Internally, more accuracy is stored, which is necessary to draw a more detailed-looking waveform.

References

Code was obtained and modified from the following sources:

This program was originally a project for CMPT 365 - Multimedia Systems at Simon Fraser University in British Columbia, Canada. The professor was Mark Drew and the teaching assistant Cheng Lu.

Change Log

Version Date Changes
1.01 June 7, 2003
  • Changed the way the waveform is displayed so that it displays an average of the magnitude of all samples at each time interval instead of the first sample's magnitude in a time interval.
  • Enabled the scrollbar "page" functionality.
1.00 April 8, 2003 Initial release

 

Known Issues / Bugs

  • Crashes if a selection is made while the wave file is playing.

  • The select range dialog doesn't check if the inputted range is actually valid. So make sure to type carefully.

  • The rightmost scroll bars seem to work strangely.

Wish-list

Please note that if you wish to code the following features, please check with the Music Explorer web page (listed at the top of this document) to make sure that it hasn’t been done already. Also, if you wish to contribute your work to Music Explorer, please contact the authors.

  • Use a different wave file opener that supports more compression formats, and eliminate the need to use a temporary Samplefile (the following library supports seeking: http://www.zip.com.au/~erikd/libsndfile/)

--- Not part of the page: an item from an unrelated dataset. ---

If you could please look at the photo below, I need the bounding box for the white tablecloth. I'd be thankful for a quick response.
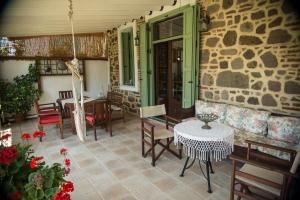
[61,98,95,108]
[174,119,234,161]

  • Allow the audio playback to be slowed down by a given amount, using the Windows Wave API functions that do this.

  • Draw the waveform with a fast version of Catmull-Rom splines, as described in the following article: http://stevehollasch.com/cgindex/curves/catmull-rom.html A faster version of this algorithm is in:

A recursive evaluation algorithm for a class of Catmull-Rom splines
Phillip J. Barry , Ronald N. Goldman
ACM SIGGRAPH Computer Graphics , Proceedings of the 15th annual conference on Computer graphics and interactive techniques
June 1988
Volume 22 Issue 4

License

Copyright (C) 2003 Geoff Peters and Gabriel Lo

This program is free software; you can redistribute it and/or modify it under the terms of the GNU General Public License as published by the Free Software Foundation; either version 2 of the License, or (at your option) any later version. This program is distributed in the hope that it will be useful, but WITHOUT ANY WARRANTY; without even the implied warranty of MERCHANTABILITY or FITNESS FOR APARTICULAR PURPOSE. See the GNU General Public License for more details. You should have received a copy of the GNU General Public License along with this program; if not, write to the Free Software Foundation, Inc., 59 Temple Place - Suite 330, Boston, MA2111-1307, USA.